Saito T, Saito I, Nanri S, Furukawa T
Division of Environmental Epidemiology, National Children's Medical Research Center, Tokyo, Japan.
J Epidemiol. 1998 Jun;8(2):99-105. doi: 10.2188/jea.8.99.
The purpose of this study was to call attention to a potential bias or misclassification resulting from disregarding sex and age of family members in assessing family history of hypertension. Family history of hypertension was obtained among 23,803 family members through a questionnaire survey of 2,316 high school students. From the obtained data sex- and age-specific proportion of a positive history of hypertension was calculated. The effects of sex and age on a positive history was assessed by the logistic regression analysis of the family history. Below age 70 the odds ratios for sex difference were at least 1.24 (p < 0.05) and odds ratios for age difference were at least 1.05 (p < 0.05). This indicated that below age 70 male members had a positive history at least 1.24 times more frequently than females of the same age, and that a positive history increased by at least (1.05)y, where y was age difference by year. Above age 70 the odds ratios for sex and age differences were small. A potential bias or misclassification resulting from sex and age difference can be substantial below age 70. Some measures to control for sex and age of family members are required in assessing the family history.

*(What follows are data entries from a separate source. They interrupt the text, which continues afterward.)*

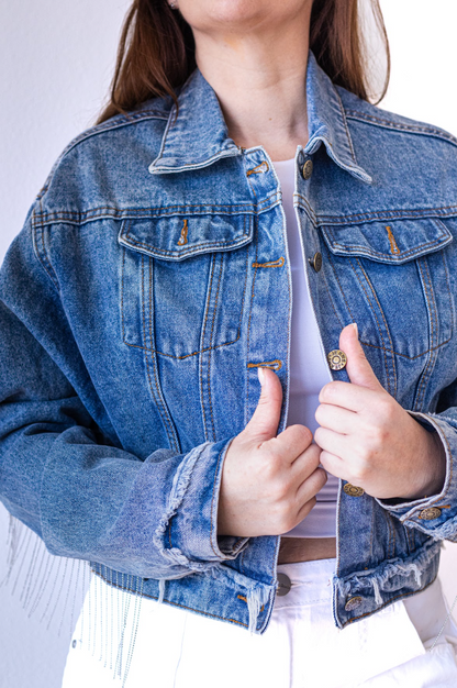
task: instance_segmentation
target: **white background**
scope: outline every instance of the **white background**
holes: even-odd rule
[[[108,92],[127,0],[0,4],[0,259],[65,145],[91,125]],[[381,107],[457,134],[455,0],[381,0],[392,76]],[[427,162],[424,160],[424,165]],[[394,160],[392,160],[394,165]],[[7,514],[0,507],[0,580]],[[457,595],[457,545],[442,578]],[[27,619],[0,588],[0,688],[58,688],[68,634]],[[57,610],[56,618],[59,617]]]

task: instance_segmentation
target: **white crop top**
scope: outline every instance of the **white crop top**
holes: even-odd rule
[[[332,380],[328,364],[322,348],[317,323],[311,304],[305,267],[303,266],[299,226],[293,208],[296,162],[274,163],[282,190],[286,214],[287,241],[292,273],[292,329],[290,343],[290,399],[288,425],[300,423],[314,433],[314,419],[319,406],[319,392]],[[303,247],[306,253],[306,246]],[[285,537],[335,537],[336,499],[338,479],[328,479],[316,495],[311,512]]]

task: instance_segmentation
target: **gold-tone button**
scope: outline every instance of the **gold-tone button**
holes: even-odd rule
[[[303,179],[309,179],[312,174],[313,174],[313,162],[308,159],[301,168],[301,176],[303,177]]]
[[[314,268],[316,273],[319,273],[322,267],[322,253],[319,253],[317,251],[317,253],[315,253],[312,258],[308,258],[308,263],[311,265],[312,268]]]
[[[442,510],[438,507],[428,507],[428,509],[423,509],[419,514],[419,518],[423,521],[433,521],[442,515]]]
[[[357,607],[360,607],[361,602],[364,600],[361,599],[361,597],[352,597],[350,599],[347,600],[346,604],[344,606],[346,611],[353,611],[353,609],[357,609]]]
[[[332,370],[341,370],[345,367],[347,357],[344,352],[339,351],[339,348],[335,348],[333,352],[327,354],[327,360]]]
[[[365,495],[365,490],[361,487],[350,485],[350,482],[346,482],[346,485],[343,486],[343,490],[346,495],[349,495],[349,497],[361,497]]]

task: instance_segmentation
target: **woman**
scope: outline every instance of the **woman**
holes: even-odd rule
[[[356,8],[135,2],[8,253],[2,500],[96,572],[66,688],[455,685],[456,141],[367,101]]]

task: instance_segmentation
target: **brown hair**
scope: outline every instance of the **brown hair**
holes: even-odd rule
[[[390,54],[379,0],[369,0],[387,56]],[[314,0],[310,48],[334,84],[364,100],[370,99],[368,49],[361,30],[359,0]],[[194,42],[189,24],[166,0],[134,0],[125,18],[111,84],[111,98],[97,123],[133,110],[149,98],[170,96],[196,68]]]

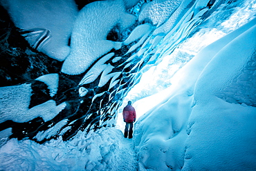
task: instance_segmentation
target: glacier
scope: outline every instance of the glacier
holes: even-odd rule
[[[0,170],[256,169],[255,1],[0,5]]]

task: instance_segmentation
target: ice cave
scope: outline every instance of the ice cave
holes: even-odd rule
[[[256,0],[0,13],[0,170],[256,170]]]

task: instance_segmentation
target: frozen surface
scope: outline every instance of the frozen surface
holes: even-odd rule
[[[3,109],[1,111],[0,122],[8,120],[29,122],[36,117],[42,117],[44,121],[50,123],[44,130],[41,128],[46,125],[40,125],[39,128],[42,131],[37,132],[33,138],[38,141],[50,137],[56,139],[39,144],[26,138],[20,141],[15,138],[8,139],[7,137],[12,134],[12,128],[1,130],[0,170],[256,170],[254,160],[256,158],[256,20],[236,30],[255,18],[255,1],[253,3],[246,1],[245,3],[248,8],[238,11],[233,8],[226,11],[227,7],[225,6],[227,4],[221,6],[220,10],[212,14],[207,21],[203,19],[207,18],[207,15],[211,14],[210,10],[214,10],[215,6],[218,6],[222,1],[210,1],[216,2],[211,7],[210,4],[208,6],[210,3],[209,1],[205,0],[196,1],[194,3],[190,3],[191,1],[146,1],[147,3],[144,4],[137,18],[141,23],[136,27],[134,26],[134,29],[127,39],[122,42],[107,40],[109,31],[114,27],[120,31],[126,30],[127,28],[131,29],[136,22],[136,17],[127,13],[127,10],[138,1],[118,0],[91,3],[80,11],[76,19],[77,12],[75,7],[73,8],[73,1],[57,1],[44,3],[53,7],[52,10],[56,12],[56,18],[52,19],[53,13],[46,12],[51,8],[45,8],[44,5],[43,8],[39,8],[43,12],[34,11],[38,8],[37,2],[41,2],[41,6],[42,2],[46,2],[45,1],[1,1],[5,3],[6,8],[10,8],[8,12],[17,26],[21,28],[24,25],[29,26],[24,28],[25,32],[23,33],[31,46],[60,61],[63,61],[69,52],[69,47],[66,46],[67,40],[71,27],[74,26],[71,51],[64,63],[62,72],[70,74],[70,78],[72,74],[86,72],[84,77],[81,77],[81,81],[79,80],[75,86],[90,84],[98,78],[100,78],[100,81],[91,89],[103,89],[108,81],[110,83],[107,85],[109,87],[106,86],[106,91],[97,92],[98,94],[89,90],[86,87],[88,85],[86,88],[72,87],[71,90],[75,90],[73,92],[68,89],[67,94],[62,93],[58,97],[73,95],[74,98],[72,96],[68,99],[67,103],[59,101],[62,101],[59,103],[54,100],[57,99],[57,89],[61,89],[58,83],[63,81],[61,78],[65,74],[44,75],[37,81],[47,85],[52,99],[30,109],[33,85],[28,83],[0,88],[0,108]],[[244,4],[244,1],[237,1],[237,3],[234,2],[228,5]],[[15,3],[21,7],[21,11],[18,10],[19,6],[15,6]],[[26,3],[29,8],[26,6]],[[58,3],[57,6],[56,3]],[[221,17],[226,16],[225,13],[233,12],[234,15],[230,19],[221,24],[213,24],[224,20]],[[38,15],[31,17],[30,12]],[[49,23],[42,19],[40,21],[42,14],[48,17]],[[20,16],[28,17],[25,20],[27,23],[23,23],[24,21],[21,20],[22,17]],[[68,17],[71,16],[72,19],[70,20]],[[218,18],[220,16],[221,17]],[[67,19],[62,30],[58,24],[63,20],[59,17],[64,17]],[[56,21],[58,26],[53,25],[52,29],[48,29],[46,26],[51,25],[50,21]],[[44,23],[42,28],[30,25],[33,23],[37,25],[39,22]],[[194,43],[185,41],[182,45],[183,47],[181,47],[181,42],[187,39],[190,32],[199,29],[196,26],[200,26],[201,22],[203,23],[201,26],[204,28],[201,28],[198,34],[193,34],[196,38]],[[230,26],[231,30],[236,30],[219,39],[230,32]],[[60,31],[57,33],[60,34],[55,34],[56,30]],[[57,37],[53,39],[51,35]],[[209,35],[209,37],[203,37],[205,35]],[[212,43],[203,48],[210,43]],[[125,50],[123,47],[128,47],[130,44],[132,45],[123,56],[116,55],[114,52],[106,54],[111,50],[115,52],[115,50]],[[51,51],[53,47],[57,48],[57,51]],[[174,50],[175,48],[177,50]],[[118,52],[123,52],[122,50]],[[147,76],[142,80],[150,80],[152,86],[143,87],[147,90],[156,92],[165,88],[165,90],[142,99],[141,97],[147,97],[148,93],[143,94],[141,89],[137,89],[137,94],[141,94],[139,97],[141,99],[135,102],[134,106],[138,117],[141,117],[135,125],[134,139],[125,139],[121,132],[114,128],[102,128],[95,132],[91,130],[87,134],[79,131],[72,139],[63,141],[62,136],[65,132],[71,132],[72,126],[78,119],[61,119],[56,122],[52,119],[66,107],[70,108],[78,98],[79,100],[93,101],[91,104],[86,103],[85,100],[78,101],[77,103],[81,103],[81,106],[84,103],[91,105],[90,108],[95,104],[103,106],[104,99],[102,97],[106,92],[110,92],[109,89],[119,83],[118,77],[125,73],[114,72],[113,64],[119,63],[129,52],[131,53],[127,61],[118,65],[118,67],[125,66],[124,70],[131,68],[127,70],[133,72],[130,77],[127,77],[120,83],[123,83],[120,86],[124,87],[129,86],[125,84],[127,79],[134,78],[135,82],[138,80],[135,77],[136,67],[143,66],[144,61],[150,59],[149,63],[156,65],[160,63],[160,61],[156,62],[158,57],[168,54],[169,58],[158,64],[165,66],[167,69],[160,71],[150,69],[146,74]],[[112,59],[113,55],[116,56]],[[139,60],[134,61],[134,59]],[[113,63],[106,63],[108,61]],[[136,63],[134,63],[134,61]],[[168,63],[172,65],[167,64]],[[183,66],[185,63],[187,64]],[[129,72],[125,74],[128,74]],[[161,81],[164,81],[153,80],[153,75],[157,75],[156,72],[158,72],[159,77],[163,77]],[[166,72],[170,77],[164,77],[163,72]],[[67,83],[65,81],[64,83]],[[162,83],[165,85],[158,88]],[[157,85],[157,88],[154,85]],[[118,93],[111,92],[116,96],[108,98],[122,98],[125,90],[118,88],[115,90],[118,91]],[[43,90],[48,90],[47,88]],[[91,99],[86,99],[92,94],[93,96]],[[134,100],[137,97],[134,97]],[[98,101],[100,102],[97,103]],[[108,105],[109,108],[106,108],[107,112],[111,112],[112,117],[118,105],[115,103]],[[84,111],[82,112],[86,113]],[[118,121],[122,120],[122,118],[118,119]],[[111,121],[106,125],[114,124]],[[119,128],[123,130],[122,123]],[[62,129],[64,125],[66,127]]]
[[[50,74],[43,75],[35,80],[45,83],[50,90],[51,97],[56,94],[58,88],[59,75],[57,74]]]
[[[161,170],[256,168],[256,108],[252,105],[255,99],[250,100],[256,92],[251,86],[255,21],[203,49],[174,76],[168,97],[140,118],[134,142],[140,167]],[[237,80],[246,70],[246,79]],[[234,79],[243,86],[241,95],[230,90],[235,88]],[[225,101],[228,97],[235,100]]]
[[[32,92],[30,84],[1,88],[0,92],[1,122],[27,122],[38,117],[48,121],[66,107],[65,102],[56,105],[55,101],[49,100],[29,109]]]
[[[80,132],[72,140],[44,144],[10,140],[0,148],[3,170],[136,170],[131,140],[115,128]],[[11,164],[10,164],[11,163]]]
[[[121,31],[131,26],[135,19],[135,16],[125,11],[122,0],[95,1],[86,6],[75,22],[71,54],[63,63],[62,72],[81,74],[112,48],[120,48],[120,42],[107,40],[108,33],[116,26]]]
[[[70,52],[68,46],[77,14],[73,0],[1,0],[17,27],[32,47],[59,61]],[[65,19],[63,20],[62,19]]]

本研究的目的是提醒人们注意,在评估高血压家族史时,忽视家庭成员的性别和年龄可能导致潜在的偏差或错误分类。通过对2316名高中生进行问卷调查,在23803名家庭成员中获取了高血压家族史。根据所得数据,计算了按性别和年龄划分的高血压阳性家族史比例。通过对家族史进行逻辑回归分析,评估性别和年龄对阳性家族史的影响。在70岁以下,性别差异的比值比至少为1.24(p<0.05),年龄差异的比值比至少为1.05(p<0.05)。这表明,在70岁以下,男性成员的阳性家族史频率至少是同龄女性的1.24倍,且阳性家族史至少以(1.05)y的幅度增加,其中y为年龄差(以年为单位)。在70岁以上,性别和年龄差异的比值比很小。在70岁以下,性别和年龄差异可能导致的潜在偏差或错误分类可能相当大。在评估家族史时,需要采取一些措施来控制家庭成员的性别和年龄。